Buradan hareketle şöyle düşünemez miyiz? ABD’nin Türkiye’ye yönelik yaptırım kararı, işte tam da bu noktada devreye giriyor ve Ankara ile Washington arasındaki İran’a yönelik muhtemel bağlantının üzerindeki “örtüyü” daha da kalınlaştırarak, Türkiye’yi bir felaketten koruyor!…
Türkiye açısından, ABD’nin Türkiye’ye yaptırım kararının “devamının” gelmesi ve “Metal Fırtınası” isimli kitapta işlenen senaryoda olduğu gibi ABD’nin Suriye sınırından Türkiye’ye girip Türkiye’yi (tıpkı Irak’ı işgalinde olduğu gibi) işgal etmesi de bir felaket; Ankara’nın İran’a yönelik bir ABD müdahalesinin bir parçası olması da bir felaket!… Geldiğimiz noktaya bakın: Türkiye için, felaketler içinden felaket beğeniyoruz!…
ABD’nin Türkiye’ye yaptırım kararı ile ilgili yukarıda değinilen çağrışımlar, yorumlar ya da anlam yüklemeleri; 16 yıldır Türkiye’yi tek başına yöneten mevcut iktidarın dış politikaya (uluslararası ilişkilere) dair artık herkesçe, “yalnızlık” ve “güvensizlik” olarak bilinen yaklaşımının etkisinde, akademik çalışma alanı bu konular olan ve askeri bürokraside uluslararası hukuk uzmanı/müşaviri olarak bir geçmişe sahip bulunan yazarın deneyimlerinin, birikimlerinin ve sezgilerinin ürünüdür.
Türkiye’yi 16 yıldır tek başına yöneten iktidarın dış politikaya ilişkin tercihlerinden ya da uluslararası ilişkilerinden hala emin olunamamakla beraber, yukarıda değinilen, biri ABD’nin Türkiye’yi hedef aldığı, diğeri Türkiye’nin İran konusunda ABD ile birlikte hareket edebileceği şeklindeki iki farklı seçenekten birincisinin daha ağır bastığını ifade etmem gerekir.

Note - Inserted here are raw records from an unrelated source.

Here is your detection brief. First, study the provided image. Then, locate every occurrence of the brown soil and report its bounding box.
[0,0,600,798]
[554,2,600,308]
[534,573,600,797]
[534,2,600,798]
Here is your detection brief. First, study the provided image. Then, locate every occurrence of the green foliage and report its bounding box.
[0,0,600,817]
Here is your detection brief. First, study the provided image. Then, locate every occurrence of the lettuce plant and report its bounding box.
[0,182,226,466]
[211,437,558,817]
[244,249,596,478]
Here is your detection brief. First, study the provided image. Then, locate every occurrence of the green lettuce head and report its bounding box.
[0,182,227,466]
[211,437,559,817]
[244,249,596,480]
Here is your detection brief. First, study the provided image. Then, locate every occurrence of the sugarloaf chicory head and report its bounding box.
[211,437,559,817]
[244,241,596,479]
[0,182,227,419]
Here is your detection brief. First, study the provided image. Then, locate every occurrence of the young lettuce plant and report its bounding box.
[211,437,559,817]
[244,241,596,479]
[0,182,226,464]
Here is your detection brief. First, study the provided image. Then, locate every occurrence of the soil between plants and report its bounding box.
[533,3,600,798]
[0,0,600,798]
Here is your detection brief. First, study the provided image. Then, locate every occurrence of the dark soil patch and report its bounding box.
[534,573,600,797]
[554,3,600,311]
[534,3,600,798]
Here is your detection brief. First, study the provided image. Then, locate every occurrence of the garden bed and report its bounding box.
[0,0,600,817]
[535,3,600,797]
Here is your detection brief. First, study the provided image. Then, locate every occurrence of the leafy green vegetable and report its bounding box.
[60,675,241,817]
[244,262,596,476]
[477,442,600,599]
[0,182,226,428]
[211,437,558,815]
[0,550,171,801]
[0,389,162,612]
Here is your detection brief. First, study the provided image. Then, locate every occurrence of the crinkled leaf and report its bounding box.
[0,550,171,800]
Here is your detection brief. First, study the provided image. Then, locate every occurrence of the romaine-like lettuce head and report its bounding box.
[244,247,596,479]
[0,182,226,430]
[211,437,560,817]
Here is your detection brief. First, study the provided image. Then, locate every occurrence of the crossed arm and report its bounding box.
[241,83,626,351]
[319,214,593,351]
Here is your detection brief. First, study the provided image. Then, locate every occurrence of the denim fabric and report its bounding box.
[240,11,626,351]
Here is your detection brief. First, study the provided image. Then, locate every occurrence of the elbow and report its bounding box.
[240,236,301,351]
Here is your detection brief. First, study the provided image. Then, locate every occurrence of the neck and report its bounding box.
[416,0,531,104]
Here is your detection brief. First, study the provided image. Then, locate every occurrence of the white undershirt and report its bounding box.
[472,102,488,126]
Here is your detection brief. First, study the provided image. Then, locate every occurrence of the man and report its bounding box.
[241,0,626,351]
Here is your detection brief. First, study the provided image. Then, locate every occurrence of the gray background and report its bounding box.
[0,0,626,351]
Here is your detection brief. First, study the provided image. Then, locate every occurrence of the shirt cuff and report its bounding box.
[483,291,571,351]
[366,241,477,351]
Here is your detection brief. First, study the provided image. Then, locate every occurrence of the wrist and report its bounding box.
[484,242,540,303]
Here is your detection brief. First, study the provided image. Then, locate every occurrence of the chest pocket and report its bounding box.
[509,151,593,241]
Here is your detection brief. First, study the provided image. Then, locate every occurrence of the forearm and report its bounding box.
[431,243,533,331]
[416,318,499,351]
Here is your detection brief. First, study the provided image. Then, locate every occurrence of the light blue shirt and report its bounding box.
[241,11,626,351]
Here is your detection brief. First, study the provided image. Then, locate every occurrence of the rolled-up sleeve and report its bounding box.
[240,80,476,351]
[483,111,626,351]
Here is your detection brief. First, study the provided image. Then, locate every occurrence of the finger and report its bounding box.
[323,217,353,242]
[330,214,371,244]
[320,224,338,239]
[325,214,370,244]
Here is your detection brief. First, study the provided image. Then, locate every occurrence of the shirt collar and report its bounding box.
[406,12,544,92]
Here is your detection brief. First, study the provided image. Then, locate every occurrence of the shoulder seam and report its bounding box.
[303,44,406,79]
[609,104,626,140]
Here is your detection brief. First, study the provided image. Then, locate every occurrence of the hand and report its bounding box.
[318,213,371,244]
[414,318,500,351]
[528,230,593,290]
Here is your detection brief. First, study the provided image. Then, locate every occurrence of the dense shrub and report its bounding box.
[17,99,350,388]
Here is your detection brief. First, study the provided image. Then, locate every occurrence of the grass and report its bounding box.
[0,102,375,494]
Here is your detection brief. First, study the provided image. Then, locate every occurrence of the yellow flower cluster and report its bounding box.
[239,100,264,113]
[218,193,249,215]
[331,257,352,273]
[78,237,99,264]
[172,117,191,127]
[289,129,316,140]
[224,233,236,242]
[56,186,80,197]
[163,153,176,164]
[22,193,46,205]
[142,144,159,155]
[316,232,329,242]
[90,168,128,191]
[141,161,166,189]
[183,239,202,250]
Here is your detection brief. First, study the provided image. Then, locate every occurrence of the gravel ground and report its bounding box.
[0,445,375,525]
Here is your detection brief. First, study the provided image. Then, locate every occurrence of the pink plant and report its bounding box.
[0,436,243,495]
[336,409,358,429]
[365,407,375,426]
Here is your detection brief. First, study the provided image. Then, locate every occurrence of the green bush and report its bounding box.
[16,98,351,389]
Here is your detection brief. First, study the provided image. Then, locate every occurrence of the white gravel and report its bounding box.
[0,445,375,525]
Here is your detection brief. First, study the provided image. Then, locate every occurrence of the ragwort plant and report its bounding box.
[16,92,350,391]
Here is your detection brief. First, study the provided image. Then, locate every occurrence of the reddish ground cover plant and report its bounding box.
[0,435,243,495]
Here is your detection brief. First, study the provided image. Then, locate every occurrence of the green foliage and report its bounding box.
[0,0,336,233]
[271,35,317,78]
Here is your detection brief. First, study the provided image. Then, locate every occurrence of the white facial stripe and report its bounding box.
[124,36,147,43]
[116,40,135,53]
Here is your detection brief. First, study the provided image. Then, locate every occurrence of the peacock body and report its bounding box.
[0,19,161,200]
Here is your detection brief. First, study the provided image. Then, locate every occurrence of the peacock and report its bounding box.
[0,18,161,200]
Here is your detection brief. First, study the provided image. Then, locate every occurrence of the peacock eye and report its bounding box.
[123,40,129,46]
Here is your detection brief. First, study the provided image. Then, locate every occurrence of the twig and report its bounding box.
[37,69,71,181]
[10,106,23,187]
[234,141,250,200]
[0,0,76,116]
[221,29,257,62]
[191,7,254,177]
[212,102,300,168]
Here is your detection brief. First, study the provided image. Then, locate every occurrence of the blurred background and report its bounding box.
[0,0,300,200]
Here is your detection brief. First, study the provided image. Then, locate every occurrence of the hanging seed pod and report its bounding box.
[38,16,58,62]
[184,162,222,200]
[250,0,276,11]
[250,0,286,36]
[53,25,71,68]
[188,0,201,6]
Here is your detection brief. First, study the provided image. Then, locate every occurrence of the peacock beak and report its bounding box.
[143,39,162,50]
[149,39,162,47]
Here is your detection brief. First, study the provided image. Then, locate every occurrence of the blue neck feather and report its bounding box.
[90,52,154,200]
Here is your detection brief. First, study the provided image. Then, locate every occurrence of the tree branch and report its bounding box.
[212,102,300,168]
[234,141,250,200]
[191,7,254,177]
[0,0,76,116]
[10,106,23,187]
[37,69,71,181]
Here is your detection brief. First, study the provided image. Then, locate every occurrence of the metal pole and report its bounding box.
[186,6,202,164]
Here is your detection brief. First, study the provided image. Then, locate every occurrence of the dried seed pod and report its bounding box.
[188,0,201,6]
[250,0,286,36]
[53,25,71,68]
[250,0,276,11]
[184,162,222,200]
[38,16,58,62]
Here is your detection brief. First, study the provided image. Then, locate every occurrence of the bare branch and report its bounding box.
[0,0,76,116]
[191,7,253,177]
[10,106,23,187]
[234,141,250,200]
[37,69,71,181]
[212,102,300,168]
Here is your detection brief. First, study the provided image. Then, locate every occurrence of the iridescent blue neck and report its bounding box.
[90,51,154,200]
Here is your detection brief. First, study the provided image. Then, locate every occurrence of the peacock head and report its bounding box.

Son olarak, ABD’nin Türkiye’yi karşısına aldığı bir durumda, Türkiye’nin ABD karşısında İran’ın ve Rusya’nın desteğine ne kadar mazhar olabileceğini oldukça tartışmalı bulduğumu da belirtmeliyim.
osmetoz/ascmer, www.ascmer.org, 03 Ağustos 2018.
[i] https://tr.sputniknews.com/turkiye/201808021034570537-mahir-unal-turkiye-abd-yaptirim-cevabi/, 03 Ağustos 2018.
[ii] Ahmet Hakan, Köşe Yazısı, Hürriyet Gazetesi, 03 Ağustos 2018, s. 4.